The legislation Senate Democrats have passed and considered in their first 100 days is unusually promising precisely because it has been unusually partisan. They are considering ideas they actually think are right for the country — and popular with voters — as opposed to the narrow set of ideas Republicans might support. The question they will face in the coming months is whether they want to embrace partisan legislating, repeatedly using budget reconciliation and even ridding the Senate of the filibuster, or abandon their agenda and leave the rest of the country’s problems unsolved.
“I can tell you this, I am going to do everything I can to get the biggest, boldest change we can, because I think the people I represent depend on it,” Schumer told me. “My party depends on it. But most of all, the future of my country depends on it.”
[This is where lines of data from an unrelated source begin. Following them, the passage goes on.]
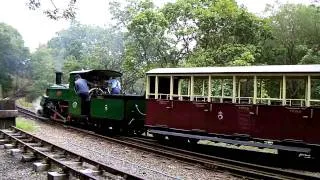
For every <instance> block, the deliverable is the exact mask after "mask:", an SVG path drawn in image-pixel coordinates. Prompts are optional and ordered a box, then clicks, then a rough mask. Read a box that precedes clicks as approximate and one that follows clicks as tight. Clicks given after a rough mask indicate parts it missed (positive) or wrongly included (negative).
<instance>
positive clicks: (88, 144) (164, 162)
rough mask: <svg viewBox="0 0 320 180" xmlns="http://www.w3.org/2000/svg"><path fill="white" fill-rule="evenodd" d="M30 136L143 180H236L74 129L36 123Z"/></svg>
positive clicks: (217, 173)
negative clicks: (100, 162) (223, 179)
mask: <svg viewBox="0 0 320 180" xmlns="http://www.w3.org/2000/svg"><path fill="white" fill-rule="evenodd" d="M36 125H37V126H38V127H37V128H36V130H35V131H33V132H31V134H33V135H35V136H37V137H39V138H41V139H44V140H46V141H49V142H51V143H53V144H56V145H58V146H60V147H62V148H65V149H67V150H69V151H72V152H75V153H77V154H81V155H83V156H85V157H87V158H90V159H92V160H95V161H98V162H101V163H104V164H106V165H110V166H111V167H113V168H116V169H120V170H123V171H126V172H130V173H132V174H134V175H137V176H140V177H142V178H144V179H238V178H237V177H234V176H232V175H230V174H228V173H227V172H215V171H214V170H208V169H204V168H203V167H201V166H199V165H196V164H187V163H184V162H180V161H176V160H173V159H169V158H165V157H161V156H158V155H156V154H154V153H148V152H144V151H141V150H138V149H135V148H131V147H126V146H124V145H120V144H116V143H113V142H109V141H107V140H104V139H102V138H97V137H94V136H91V135H88V134H85V133H81V132H77V131H75V130H70V129H65V128H63V127H59V126H53V125H50V124H46V123H42V122H38V121H36Z"/></svg>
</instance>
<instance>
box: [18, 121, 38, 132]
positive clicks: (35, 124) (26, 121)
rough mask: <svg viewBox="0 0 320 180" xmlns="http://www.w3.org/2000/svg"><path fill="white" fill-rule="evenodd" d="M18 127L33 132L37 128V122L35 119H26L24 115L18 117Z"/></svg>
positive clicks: (18, 127)
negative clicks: (33, 119)
mask: <svg viewBox="0 0 320 180" xmlns="http://www.w3.org/2000/svg"><path fill="white" fill-rule="evenodd" d="M16 127H17V128H19V129H22V130H25V131H28V132H33V131H35V130H36V129H37V127H36V124H35V123H34V122H33V121H30V120H26V119H25V118H22V117H17V119H16Z"/></svg>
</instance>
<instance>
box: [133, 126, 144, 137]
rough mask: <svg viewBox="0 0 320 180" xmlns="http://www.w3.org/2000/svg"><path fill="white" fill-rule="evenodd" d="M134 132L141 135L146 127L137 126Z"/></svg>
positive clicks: (139, 134)
mask: <svg viewBox="0 0 320 180" xmlns="http://www.w3.org/2000/svg"><path fill="white" fill-rule="evenodd" d="M133 132H134V134H135V135H137V136H141V135H142V134H143V133H144V132H145V129H144V128H135V129H134V130H133Z"/></svg>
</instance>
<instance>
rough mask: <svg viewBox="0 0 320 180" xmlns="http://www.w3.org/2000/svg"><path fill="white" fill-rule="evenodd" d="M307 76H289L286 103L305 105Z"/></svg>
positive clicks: (286, 90) (305, 104)
mask: <svg viewBox="0 0 320 180" xmlns="http://www.w3.org/2000/svg"><path fill="white" fill-rule="evenodd" d="M306 82H307V80H306V78H305V77H303V78H298V77H296V78H295V77H291V78H289V77H288V78H287V83H286V86H287V89H286V105H289V106H305V105H306V101H305V100H306V87H307V86H306Z"/></svg>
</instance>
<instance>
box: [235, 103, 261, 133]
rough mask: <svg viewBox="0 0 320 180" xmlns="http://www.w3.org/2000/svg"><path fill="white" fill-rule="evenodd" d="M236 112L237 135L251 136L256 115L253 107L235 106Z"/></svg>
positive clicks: (250, 106) (253, 126)
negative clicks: (247, 135) (237, 126)
mask: <svg viewBox="0 0 320 180" xmlns="http://www.w3.org/2000/svg"><path fill="white" fill-rule="evenodd" d="M236 107H237V111H238V127H237V129H238V130H237V132H238V133H239V134H244V135H251V134H252V128H253V127H254V123H255V119H256V113H255V109H256V108H255V107H254V106H253V105H249V104H248V105H245V104H244V105H236Z"/></svg>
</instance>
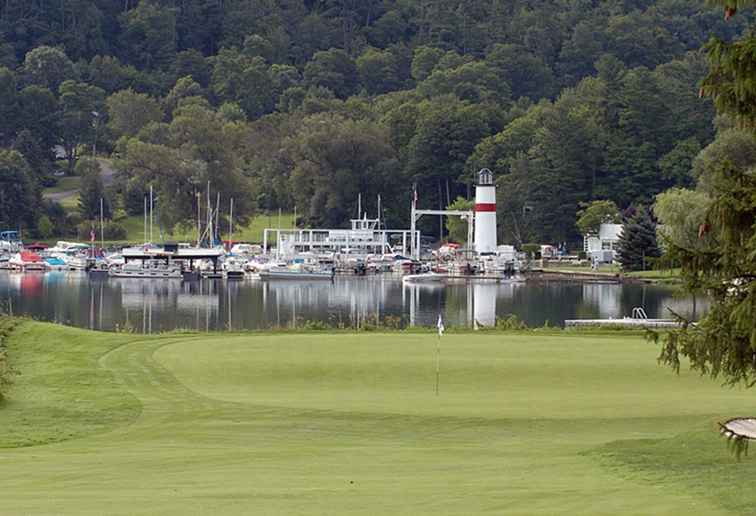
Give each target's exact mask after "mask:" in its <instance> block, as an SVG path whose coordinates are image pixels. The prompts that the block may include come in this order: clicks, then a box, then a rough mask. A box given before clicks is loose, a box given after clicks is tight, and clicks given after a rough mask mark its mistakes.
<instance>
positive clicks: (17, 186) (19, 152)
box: [0, 150, 39, 229]
mask: <svg viewBox="0 0 756 516" xmlns="http://www.w3.org/2000/svg"><path fill="white" fill-rule="evenodd" d="M31 175H32V172H31V170H30V169H29V165H28V163H26V160H25V159H24V157H23V156H22V155H21V153H20V152H18V151H15V150H0V226H2V227H4V228H9V229H17V228H33V227H34V226H35V225H36V209H37V206H38V204H39V199H38V198H37V197H36V195H35V189H34V185H33V184H32V179H31Z"/></svg>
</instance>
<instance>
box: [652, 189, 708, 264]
mask: <svg viewBox="0 0 756 516" xmlns="http://www.w3.org/2000/svg"><path fill="white" fill-rule="evenodd" d="M710 206H711V199H710V198H709V196H708V195H707V194H706V193H704V192H701V191H697V190H688V189H685V188H672V189H670V190H667V191H665V192H662V193H660V194H659V195H657V196H656V202H655V203H654V215H656V217H657V218H658V219H659V236H660V237H661V243H662V246H663V247H665V248H667V249H669V248H670V246H673V247H676V248H680V249H685V250H687V251H688V252H694V251H711V250H713V246H714V242H713V240H712V239H711V238H710V237H706V236H705V235H701V234H700V228H701V226H702V225H703V224H705V222H706V213H707V212H708V210H709V208H710Z"/></svg>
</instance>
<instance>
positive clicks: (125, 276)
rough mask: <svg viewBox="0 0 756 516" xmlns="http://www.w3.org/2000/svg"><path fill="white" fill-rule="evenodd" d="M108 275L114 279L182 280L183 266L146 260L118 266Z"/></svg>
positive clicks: (158, 260)
mask: <svg viewBox="0 0 756 516" xmlns="http://www.w3.org/2000/svg"><path fill="white" fill-rule="evenodd" d="M108 274H109V275H110V276H111V277H113V278H151V279H181V278H183V274H182V270H181V266H180V265H179V264H176V263H172V262H170V261H169V262H166V261H163V260H144V261H141V262H129V263H126V264H124V265H116V266H113V267H111V268H110V270H109V272H108Z"/></svg>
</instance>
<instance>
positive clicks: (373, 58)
mask: <svg viewBox="0 0 756 516" xmlns="http://www.w3.org/2000/svg"><path fill="white" fill-rule="evenodd" d="M356 64H357V71H358V73H359V75H360V82H361V84H362V86H363V88H365V90H366V91H367V92H368V93H370V94H371V95H375V94H379V93H386V92H389V91H393V90H396V89H398V88H399V86H400V85H401V83H402V81H401V78H400V76H399V62H398V59H397V58H396V56H395V55H394V54H392V53H391V52H388V51H385V50H384V51H381V50H377V49H374V48H368V49H366V50H365V52H363V53H362V55H361V56H360V57H358V58H357V63H356Z"/></svg>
It will surprise no one to hear that I think Democrats should get rid of the filibuster. But it’s not because I believe Democrats necessarily have the right answers for what ails America. It’s because I believe the right answers are likelier to be found if one party, and then the other, can try its hand at solving America’s problems. Partisan governance gives both parties true input over how America is governed; they just have to win elections. Bipartisan governance, at least with parties this polarized, does the opposite: It deprives both sides of the ability to govern and elections of their consequences.